6. Diluição das percepções mais óbvias mediante apelo a estereótipos relativistas, desconstrucionistas,
pragmatistas, ceticistas, etc., quase sempre para justificar alguma opinião idiota que assim fica dispensada de
apresentar suas razões.
7. Talvez não devessem sequer ser colocadas em linha de exame as argumentações fundadas no puro e
grosso interesse grupal, quando não no desejo de prazer. Quando o sr. Luiz Mott diz que Jesus era gay , o
que ele quer dizer é apenas que aprecia tanto as práticas homossexuais que desejaria fazer delas uma
revelação divina. Ma non è uma cosa seria.
Há também instrumentos pseudo-retóricos de uma torpeza sem par que são de uso comum e endêmico em
todos esses casos. Um deles é a definição arbitrária dos termos, forjada para levar automaticamente a uma
conclusão previamente escolhida. Por exemplo, o sujeito argumenta que as religiões são a maior causa de
violência assassina, e quando objetamos que as ideologias materialistas e científicas mataram muito mais
gente, responde que as inclui na definição de “religiões”. Outro é o argumentum ad ignorantiam : apelar à
própria ignorância da existência de alguma coisa como prova de que a coisa efetivamente inexiste. A lista
seria longa e fastidiosa. Não diferiria, em substância, daquela apresentada por Schopenhauer na sua
Dialética Erística , apenas com o acréscimo peculiarmente brasileiro de que os próprios nomes latinos dos
estratagemas erísticos, depois da edição que fiz desse livro, viraram instrumentos usuais e adornos eruditos
dos modos de argumentação acima mencionados. A expressão argumentum ad hominem , usada de maneiras
barbaramente impróprias, tornou-se presença infalível nessas conversações.
Esses estilos esgotam o repertório dos modos de argumentação em uso nos debates públicos neste país. O
que há de comum entre todos eles é a total leviandade com que evitam o exame efetivo das questões que
abordam.
Desde Aristóteles, sabe-se que toda busca da verdade em questões controversas parte do exame das opiniões
existentes. Cada uma destas deve ser conhecida em profundidade e sem julgamento prévio, até que o
laborioso acúmulo de muitas perspectivas contraditórias faça o objeto em questão aparecer tal como é em si
mesmo, acima das diferenças de pontos de vista. Esse método não é infalível, mas é o único que existe.

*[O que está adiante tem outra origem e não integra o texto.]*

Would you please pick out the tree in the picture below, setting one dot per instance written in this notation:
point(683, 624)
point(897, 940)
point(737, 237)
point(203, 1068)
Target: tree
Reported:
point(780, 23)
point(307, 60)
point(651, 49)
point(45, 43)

Todos os estilos de argumentação que apontei acima tratam de evitá-lo como à peste. Não apenas fogem à
contradição e às dificuldades, mas cada um deles consiste materialmente numa simples casamata de palavras
erigida em torno de algum desejo ou preferência, de algum preconceito no sentido mais estrito do termo. No
fundo, todos são apenas instrumentos de autodefesa psicológica ante as contradições e perplexidades da
vida. Todas as opiniões, com efeito, nascem de alguma reação à experiência vivida, mas muitas delas são
uma reação de fuga, o fechamento neurótico numa redoma de palavras. São expressões de almas frágeis e
vacilantes, que se apegam a opiniões como se fossem amuletos, para escapar ao terror da incerteza, ao
thambos aristotélico, portanto à possibilidade mesma de acesso à verdade.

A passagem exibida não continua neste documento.